There was a breathtakingly beautiful BBC series on the Great Barrier Reef recently which my son pronounced himself almost too depressed to watch. ‘What’s the point?’ said Boy. ‘By the time I get to Australia to see it the whole bloody lot will have dissolved.’
The menace Boy was describing is ‘ocean acidification’. It’s no wonder he should find it worrying, for it has been assiduously promoted by environmentalists for more than a decade now as ‘global warming’s evil twin’. Last year, no fewer than 600 academic papers were published on the subject, so it must be serious, right?
First referenced in a peer-reviewed study in Nature in 2003, it has since been endorsed by scientists from numerous learned institutions including the Royal Society, the National Oceanic and Atmospheric Administration and the IPCC. Even the great David Attenborough — presenter of the Great Barrier Reef series — has vouched for its authenticity: ‘If the temperature rises up by two degrees and the acidity by a measurable amount, lots of species of coral will die out. Quite what happens then is anybody’s guess. But it won’t be good.’

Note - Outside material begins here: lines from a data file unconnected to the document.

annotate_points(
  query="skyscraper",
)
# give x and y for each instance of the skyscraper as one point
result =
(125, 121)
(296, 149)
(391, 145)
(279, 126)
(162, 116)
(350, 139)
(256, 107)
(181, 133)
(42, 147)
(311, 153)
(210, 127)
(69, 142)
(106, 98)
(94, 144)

No indeed. Ocean acidification is the terrifying threat whereby all that man-made CO2 we’ve been pumping into the atmosphere may react with the sea to form a sort of giant acid bath. First it will kill off all the calcified marine life, such as shellfish, corals and plankton. Then it will destroy all the species that depend on it — causing an almighty mass extinction which will wipe out the fishing industry and turn our oceans into a barren zone of death.
Or so runs the scaremongering theory. The reality may be rather more prosaic. Ocean acidification — the evidence increasingly suggests — is a trivial, misleadingly named, and not remotely worrying phenomenon which has been hyped up beyond all measure for political, ideological and financial reasons.
Some of us have suspected this for some time. According to Patrick Moore, a co-founder of Greenpeace, long one of ocean acidification theory’s fiercest critics, the term is ‘just short of propaganda’. The pH of the world’s oceans ranges between 7.5 and 8.3 — well above the acid zone (which starts below ‘neutral’ pH7) — so more correctly it should be stated that the seas are becoming slightly less alkaline. ‘Acid’ was chosen, Moore believes, because it has ‘strong negative connotations for most people’.
Matt Ridley, too, has been scathing on the topic. In The Rational Optimist he wrote, ‘Ocean acidification looks suspiciously like a back-up plan by the environmental pressure groups in case the climate fails to warm.’ I agree. That’s why I like to call it the alarmists’ Siegfried Line — their last redoubt should it prove, as looks increasingly to be the case, that the man-made global warming theory is a busted flush.